Germany has outpaced France in recent years, helped by record low unemployment as labour reforms similar to ones that Macron has said he also plans to implement kicked in.
Since Macron took office, Chancellor Angela Merkel has stressed the lead role she believes a Franco-German axis should play at the heart of a Europe of strengthened economic reforms and deeper integration.
She now looks odds-on to remain the pillar of that bilateral relationship beyond her country's national elections in September, for which earlier this year her conservatives were running neck-and-neck with their Social Democrat (SPD) rivals.
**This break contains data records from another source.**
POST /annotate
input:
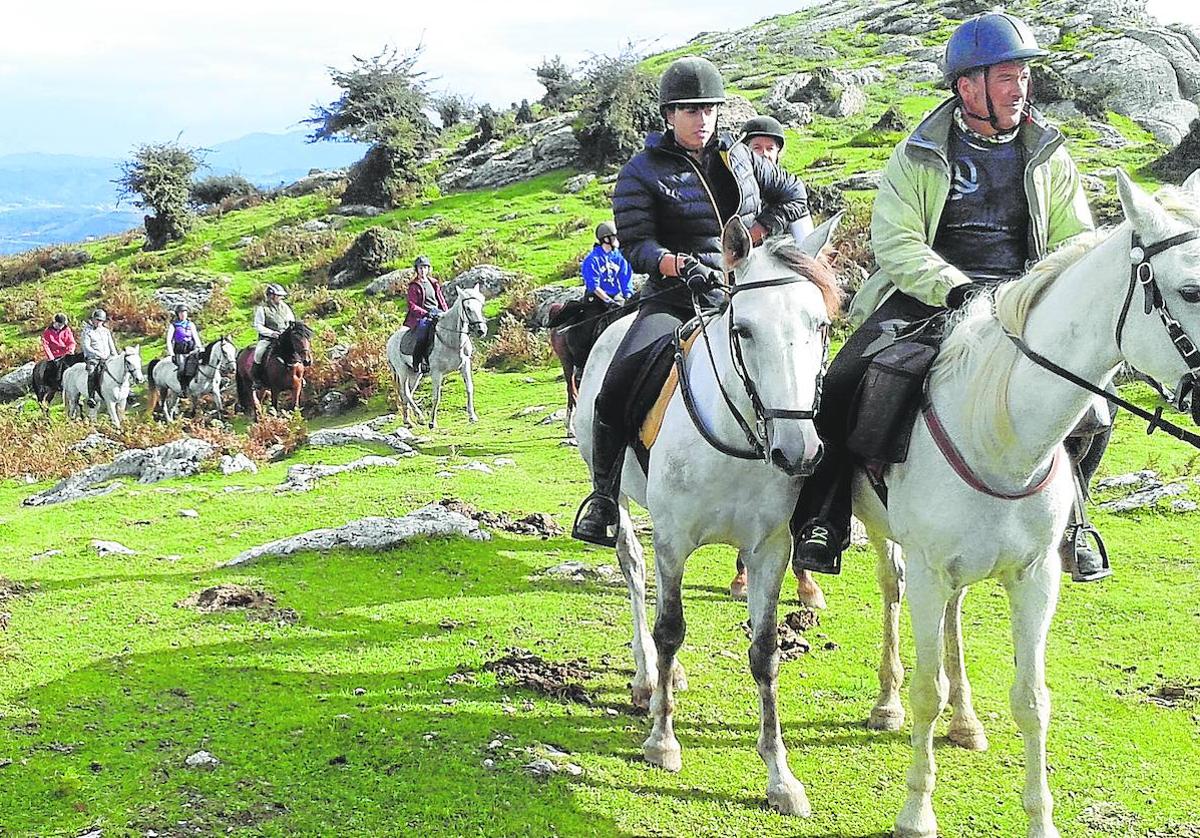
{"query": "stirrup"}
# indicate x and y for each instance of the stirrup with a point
(1074, 539)
(598, 502)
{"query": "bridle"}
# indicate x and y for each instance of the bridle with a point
(762, 414)
(1141, 274)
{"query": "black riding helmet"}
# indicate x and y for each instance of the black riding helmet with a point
(763, 126)
(690, 81)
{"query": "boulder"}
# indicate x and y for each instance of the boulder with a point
(17, 383)
(372, 533)
(179, 458)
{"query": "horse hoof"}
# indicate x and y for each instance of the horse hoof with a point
(790, 798)
(669, 758)
(969, 737)
(886, 718)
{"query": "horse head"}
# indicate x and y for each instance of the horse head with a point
(472, 301)
(1158, 329)
(133, 363)
(780, 310)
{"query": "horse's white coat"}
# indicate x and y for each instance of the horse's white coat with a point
(936, 516)
(120, 372)
(697, 495)
(207, 381)
(451, 352)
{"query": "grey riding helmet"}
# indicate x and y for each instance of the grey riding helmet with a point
(988, 40)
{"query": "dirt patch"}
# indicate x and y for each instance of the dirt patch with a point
(525, 669)
(1173, 694)
(537, 524)
(258, 605)
(792, 642)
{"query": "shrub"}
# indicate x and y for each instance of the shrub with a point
(516, 347)
(220, 187)
(287, 244)
(34, 264)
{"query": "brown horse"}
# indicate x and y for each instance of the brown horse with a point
(574, 329)
(283, 369)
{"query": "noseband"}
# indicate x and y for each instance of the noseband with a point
(762, 414)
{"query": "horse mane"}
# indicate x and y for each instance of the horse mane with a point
(977, 341)
(820, 274)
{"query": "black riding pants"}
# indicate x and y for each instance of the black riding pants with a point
(653, 321)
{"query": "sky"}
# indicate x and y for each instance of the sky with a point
(97, 78)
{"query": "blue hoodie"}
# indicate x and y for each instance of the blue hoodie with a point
(607, 271)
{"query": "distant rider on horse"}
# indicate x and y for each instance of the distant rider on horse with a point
(270, 319)
(983, 189)
(97, 347)
(426, 304)
(671, 203)
(606, 274)
(184, 346)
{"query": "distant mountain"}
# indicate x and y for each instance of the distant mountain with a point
(47, 198)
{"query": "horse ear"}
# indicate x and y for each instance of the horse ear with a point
(1141, 210)
(815, 241)
(736, 243)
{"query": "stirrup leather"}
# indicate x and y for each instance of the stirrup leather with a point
(598, 503)
(1077, 537)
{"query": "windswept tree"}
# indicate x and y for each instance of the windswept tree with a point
(559, 82)
(383, 102)
(618, 107)
(159, 177)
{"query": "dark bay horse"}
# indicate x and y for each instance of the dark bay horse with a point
(283, 369)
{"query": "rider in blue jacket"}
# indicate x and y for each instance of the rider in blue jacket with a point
(606, 275)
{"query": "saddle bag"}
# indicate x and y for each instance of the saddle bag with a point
(887, 401)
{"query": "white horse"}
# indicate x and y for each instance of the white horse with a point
(451, 352)
(216, 359)
(1087, 309)
(771, 341)
(118, 377)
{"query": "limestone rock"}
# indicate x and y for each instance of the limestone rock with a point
(372, 533)
(17, 383)
(303, 477)
(179, 458)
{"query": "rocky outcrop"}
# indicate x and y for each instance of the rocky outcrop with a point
(543, 147)
(17, 383)
(372, 533)
(179, 458)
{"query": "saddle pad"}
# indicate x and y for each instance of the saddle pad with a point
(653, 422)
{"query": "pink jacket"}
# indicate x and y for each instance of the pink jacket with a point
(58, 342)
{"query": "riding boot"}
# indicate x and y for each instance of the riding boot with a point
(1084, 563)
(599, 513)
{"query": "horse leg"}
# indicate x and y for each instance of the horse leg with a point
(808, 592)
(929, 690)
(633, 568)
(766, 567)
(1033, 597)
(471, 391)
(661, 748)
(965, 730)
(888, 711)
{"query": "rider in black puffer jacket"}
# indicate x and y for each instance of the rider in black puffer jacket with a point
(671, 203)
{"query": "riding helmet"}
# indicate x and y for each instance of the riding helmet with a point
(987, 40)
(691, 81)
(763, 126)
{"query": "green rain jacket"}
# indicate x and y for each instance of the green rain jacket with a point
(913, 191)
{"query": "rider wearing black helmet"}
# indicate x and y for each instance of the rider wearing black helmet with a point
(979, 191)
(671, 203)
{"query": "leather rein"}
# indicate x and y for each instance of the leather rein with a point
(762, 414)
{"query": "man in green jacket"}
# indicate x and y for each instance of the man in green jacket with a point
(979, 191)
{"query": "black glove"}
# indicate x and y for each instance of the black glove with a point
(700, 277)
(959, 294)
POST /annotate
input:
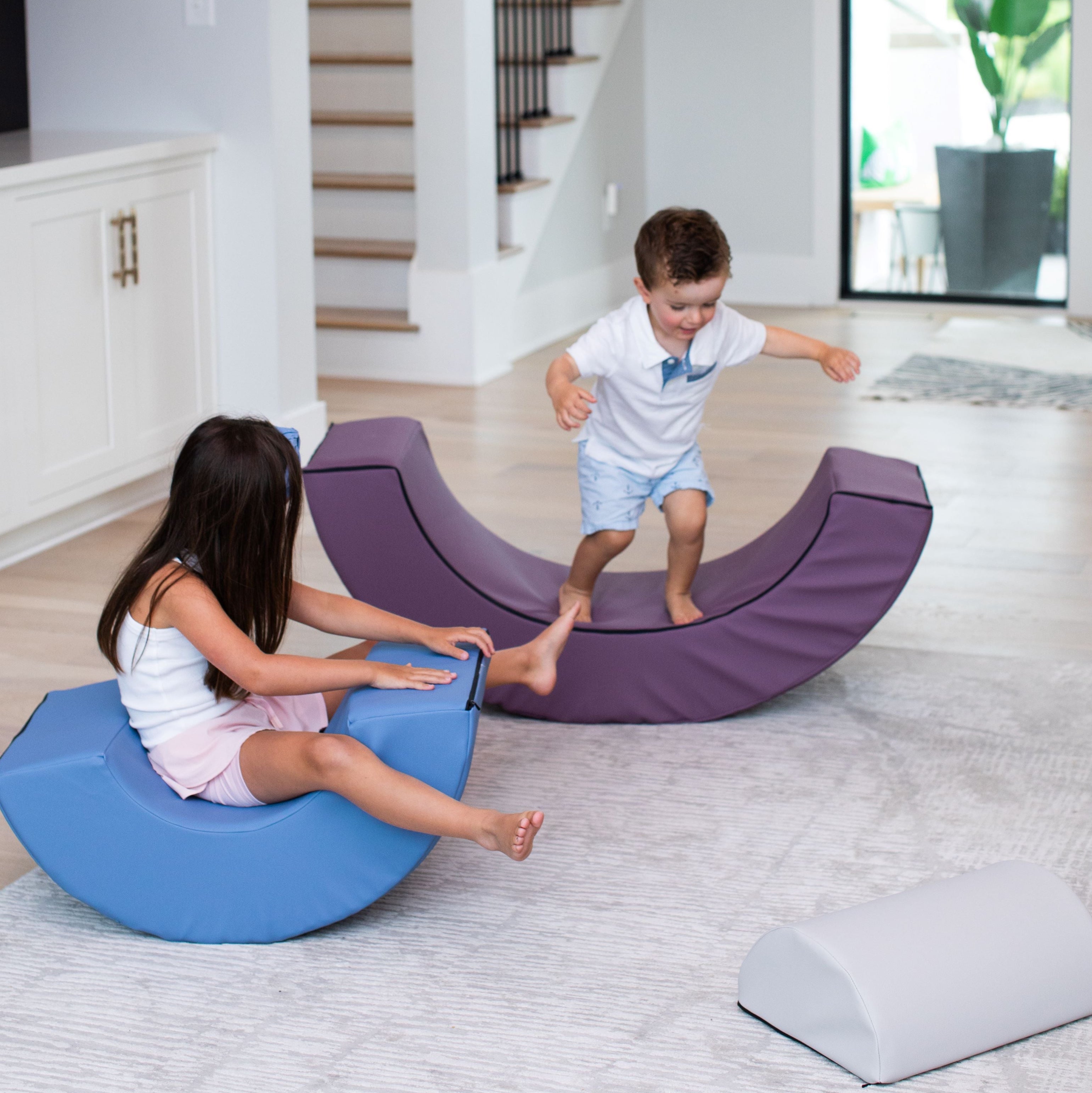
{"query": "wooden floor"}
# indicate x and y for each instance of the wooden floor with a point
(1006, 571)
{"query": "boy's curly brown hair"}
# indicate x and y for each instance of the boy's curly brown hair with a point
(681, 245)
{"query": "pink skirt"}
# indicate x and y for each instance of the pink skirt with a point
(204, 760)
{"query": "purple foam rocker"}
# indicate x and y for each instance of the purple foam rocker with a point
(778, 612)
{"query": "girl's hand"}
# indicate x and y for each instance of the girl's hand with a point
(572, 407)
(406, 677)
(442, 640)
(840, 364)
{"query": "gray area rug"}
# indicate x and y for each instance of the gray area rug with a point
(608, 961)
(949, 380)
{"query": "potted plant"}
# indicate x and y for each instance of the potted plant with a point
(995, 202)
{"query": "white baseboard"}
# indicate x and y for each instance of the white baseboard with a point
(311, 422)
(60, 527)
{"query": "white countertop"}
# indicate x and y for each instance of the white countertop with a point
(30, 156)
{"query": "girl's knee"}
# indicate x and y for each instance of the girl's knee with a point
(332, 755)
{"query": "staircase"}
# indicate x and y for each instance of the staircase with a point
(363, 154)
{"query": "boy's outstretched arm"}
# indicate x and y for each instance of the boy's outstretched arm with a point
(840, 364)
(570, 400)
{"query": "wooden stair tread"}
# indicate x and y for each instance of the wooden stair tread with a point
(558, 60)
(337, 247)
(361, 118)
(364, 319)
(347, 181)
(362, 58)
(546, 123)
(521, 185)
(359, 4)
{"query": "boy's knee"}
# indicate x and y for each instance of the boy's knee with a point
(333, 755)
(687, 528)
(615, 541)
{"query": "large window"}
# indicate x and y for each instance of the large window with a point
(957, 149)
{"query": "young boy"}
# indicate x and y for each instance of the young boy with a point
(656, 359)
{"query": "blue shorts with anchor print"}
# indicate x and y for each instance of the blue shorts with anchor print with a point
(613, 499)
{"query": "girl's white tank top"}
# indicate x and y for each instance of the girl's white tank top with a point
(162, 682)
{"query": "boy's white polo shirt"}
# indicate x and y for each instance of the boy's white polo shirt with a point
(638, 423)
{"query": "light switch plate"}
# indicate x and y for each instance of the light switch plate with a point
(201, 12)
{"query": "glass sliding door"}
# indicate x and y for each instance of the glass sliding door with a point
(956, 150)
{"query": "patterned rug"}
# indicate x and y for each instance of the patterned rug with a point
(950, 380)
(608, 962)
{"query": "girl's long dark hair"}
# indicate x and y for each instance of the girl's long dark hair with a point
(231, 524)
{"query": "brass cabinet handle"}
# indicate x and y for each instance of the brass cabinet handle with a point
(125, 271)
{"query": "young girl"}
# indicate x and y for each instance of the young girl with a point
(192, 629)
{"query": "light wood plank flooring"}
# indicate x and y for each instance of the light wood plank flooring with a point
(1006, 571)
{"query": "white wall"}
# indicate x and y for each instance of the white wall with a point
(135, 66)
(1080, 163)
(743, 118)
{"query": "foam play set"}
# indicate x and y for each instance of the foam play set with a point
(778, 612)
(916, 981)
(77, 788)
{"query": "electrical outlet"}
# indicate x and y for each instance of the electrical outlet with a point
(201, 12)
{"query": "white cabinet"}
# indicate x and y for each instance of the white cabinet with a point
(102, 374)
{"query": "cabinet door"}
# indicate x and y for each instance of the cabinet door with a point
(62, 353)
(107, 377)
(161, 346)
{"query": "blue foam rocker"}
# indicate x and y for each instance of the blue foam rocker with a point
(78, 789)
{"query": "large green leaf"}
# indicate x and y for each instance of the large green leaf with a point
(1038, 49)
(972, 16)
(1017, 19)
(987, 69)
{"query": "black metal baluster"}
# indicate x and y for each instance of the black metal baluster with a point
(539, 102)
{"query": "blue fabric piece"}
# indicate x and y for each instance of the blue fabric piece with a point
(676, 367)
(613, 499)
(292, 434)
(701, 373)
(78, 789)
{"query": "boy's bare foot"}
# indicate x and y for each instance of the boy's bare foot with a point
(512, 833)
(569, 596)
(682, 609)
(540, 656)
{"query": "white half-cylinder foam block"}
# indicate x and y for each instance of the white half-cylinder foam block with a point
(920, 980)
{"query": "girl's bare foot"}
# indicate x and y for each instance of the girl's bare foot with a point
(682, 609)
(540, 657)
(512, 833)
(570, 596)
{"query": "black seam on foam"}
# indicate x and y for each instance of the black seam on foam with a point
(28, 723)
(472, 703)
(646, 630)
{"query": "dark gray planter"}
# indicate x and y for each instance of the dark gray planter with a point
(995, 217)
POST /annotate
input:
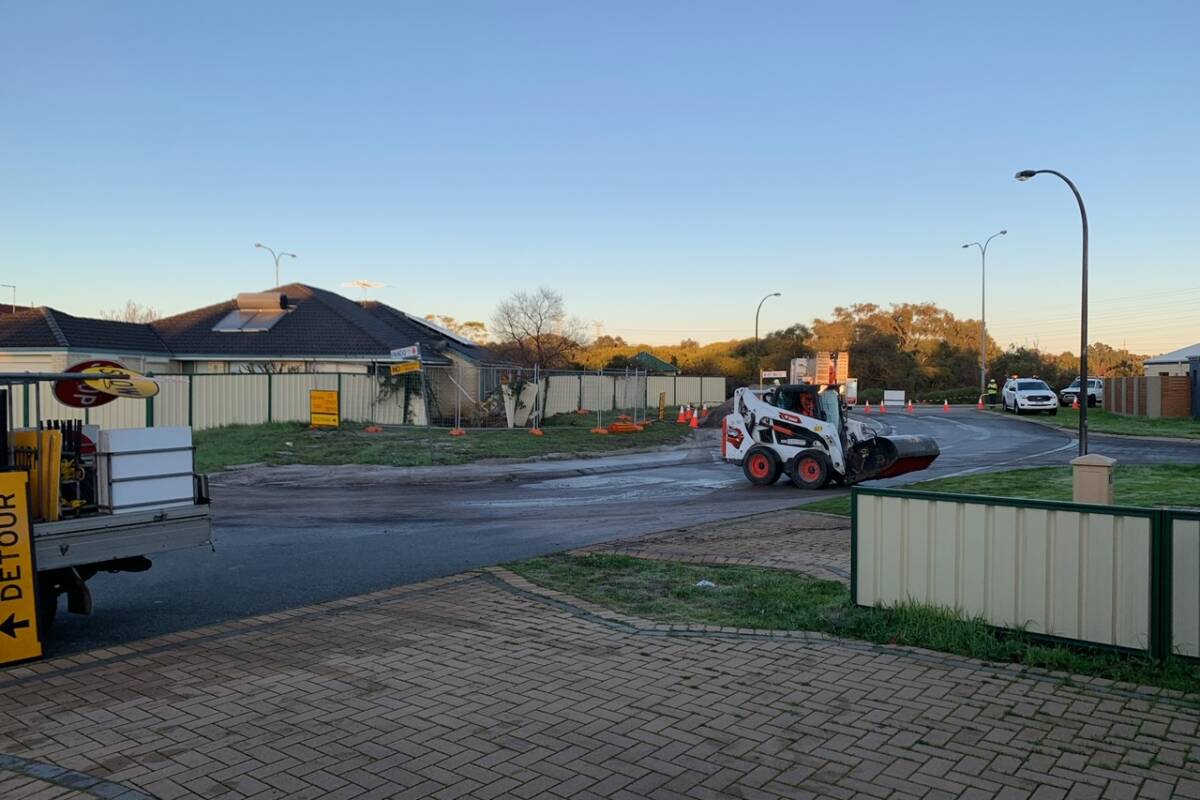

"This impressive string of strong economic data is boosting Merkel's already good chances of getting re-elected even further," said Timo Klein, economist for Markit, which also published its composite Purchasing Managers' Index (PMI) for May on Tuesday.
The main question now was whether she could form a new coalition government with just the business-friendly Free Democrats (FDP) - as a poll published on Tuesday suggested - or if she would be forced into another 'grand coalition' with the SPD, he said.
Markit's PMI showed Germany's private sector grew at the fastest pace in more than six years due to stronger-than-expected factory activity.
Tuesday's data prompted some observers to raise their economic forecasts.
The DIHK Chambers of Industry and Commerce raised its 2017 growth view to 1.8 percent from 1.6 percent.
Unicredit economist Andreas Rees said growth could be as high as 2 percent. "Germany has become a powerful two-engine economy benefitting from strong domestic demand and surging global trade," he said.
Ifo chief Clemens Fuest said the surge in business sentiment combined with other key economic indicators pointed to growth of 0.6 percent in the second quarter.
The Ifo report, based on a monthly survey of some 7,000 firms, showed that managers' assessments of the current business situation and their outlook for the coming six months both improved markedly.
A sector breakdown showed the main boost came from improved sentiment in manufacturing while optimism in wholesaling and construction also rose.
"Today's strong German data add to the evidence that, not only the German economy, but the entire euro zone economy could become the positive growth surprise of 2017," ING bank economist Carsten Brzeski said.